To trade Forex signals successfully, learn about:
- Currency Pairs
- Types of Orders
- P.S.M.L (Pip; Spread; Margin; Leverage)
Currency Pairs
It is very important to get to know Forex Terminology to trade knowledgeably. The terminology is important to be able to read currency price quotes. Remember: in Forex, each currency is compared to another currency. Base Currency – The main instrument of a pair. The first currency to appear in a currency quote (on the left). USD, EUR, GBP, AUD, and CHF are the most popular bases. Quote (Counter) – The pair’s secondary instrument (on the right). One would ask, “How many Quote units do I need to sell in order to buy a single Base unit?” Remember: When we execute a Buy order, we buy Base by selling Counters (in the example above, we buy 1 GBP by selling 1.4135 USD). When we execute a Sell order we sell Base in order to buy Counters. Forex quotes always consist of two different prices: the Bid price and the Ask price. Brokers receive different Bid and Ask offers from the interbank market and they pass the best offers to you, which are the quotes you see on the trading platform. Bid price – The best price at which we can sell the Base Currency in order to buy Quotes. Ask price – Best price offered by the broker in order to buy Bases in return for a Quote. Exchange rate – The ratio of one instrument’s value to another.
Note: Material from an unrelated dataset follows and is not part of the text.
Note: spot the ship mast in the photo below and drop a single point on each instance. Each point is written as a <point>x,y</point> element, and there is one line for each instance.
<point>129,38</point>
- When buying currency, you operate an Ask Price action (you relate to the pair’s right-hand side) and when selling currency you are doing a Bid Price action (you relate to the pair’s left-hand side).
- Buying a pair means that we sell Quote units in order to buy Bases. We do so if we believe that the value of the Base will go up. We sell a pair if we believe that the value of the Quote will rise. All Forex trading is done with currency pairs.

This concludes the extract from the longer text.